Klar ist: Auch die BaFin sieht den Einsatz von IDV sehr kritisch, was sie zuletzt in ihren Umsetzungshinweisen zu DORA erneut betont haben. Alleine dieser Fakt müsste in regulierten Unternehmen ausreichen, um das Thema prominent auf die interne Agenda zu setzen. Die Bundesaufseher verstehen unter Individueller Datenverarbeitung alle Anwendungen, die durch Fachbereiche selbst entwickelt oder betrieben werden. Im Englischen werden solche Anwendungen häufig als End User Computing (EUC) bezeichnet.
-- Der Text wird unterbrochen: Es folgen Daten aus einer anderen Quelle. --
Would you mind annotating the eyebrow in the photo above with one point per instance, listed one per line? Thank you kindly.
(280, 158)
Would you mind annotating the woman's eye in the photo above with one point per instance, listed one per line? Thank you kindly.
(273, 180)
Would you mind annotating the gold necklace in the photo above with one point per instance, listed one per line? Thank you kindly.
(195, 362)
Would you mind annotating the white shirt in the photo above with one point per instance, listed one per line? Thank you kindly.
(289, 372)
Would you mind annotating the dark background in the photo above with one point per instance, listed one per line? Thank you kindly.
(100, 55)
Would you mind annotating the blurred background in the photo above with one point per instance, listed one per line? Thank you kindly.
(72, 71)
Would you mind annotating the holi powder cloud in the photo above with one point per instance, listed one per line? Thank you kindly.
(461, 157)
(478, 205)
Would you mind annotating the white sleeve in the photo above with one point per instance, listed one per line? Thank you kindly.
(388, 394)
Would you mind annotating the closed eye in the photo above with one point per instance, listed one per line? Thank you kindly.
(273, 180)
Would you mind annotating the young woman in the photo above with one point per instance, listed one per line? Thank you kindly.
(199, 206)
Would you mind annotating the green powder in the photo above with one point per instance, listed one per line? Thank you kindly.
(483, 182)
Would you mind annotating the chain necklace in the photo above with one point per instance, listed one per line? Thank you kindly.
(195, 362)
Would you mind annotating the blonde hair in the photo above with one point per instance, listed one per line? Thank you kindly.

Beispiele für IDV im Versicherungsumfeld

In zahlreichen Geschäftsbereichen gibt es ein regelrechtes Ökosystem an IDV. Die meisten Personen, die solche Anwendungen entwickeln oder betreiben, sind sich dessen aber gar nicht bewusst. Selbst eine Excel-Arbeitsmappe mit Makros (Dateiendung .xlsm) kann bereits als IDV im Sinne der Versicherungsaufsichtlichen Anforderungen an die IT (VAIT) gelten. Weitere Beispiele sind: 

  • Skripte zur Automatisierung manueller Aufgaben im Arbeitsalltag (z. B. oder RPA-Anwendungen oder Low Code Software wie Microsoft Power Automate) 
  • Makros in Büroanwendungen (z. B. VBA in Excel-Arbeitsmappen) 
  • Tools im Reporting und der Datentransformation (u.a. in der Umwandlung von Datentypen und in der Verarbeitung und Darstellung von Daten) 
  • Programme für sehr individuelle Anforderungen (z. B. für die Durchführung komplexer Berechnungen in höheren Programmiersprachen wie Python, R oder Java) 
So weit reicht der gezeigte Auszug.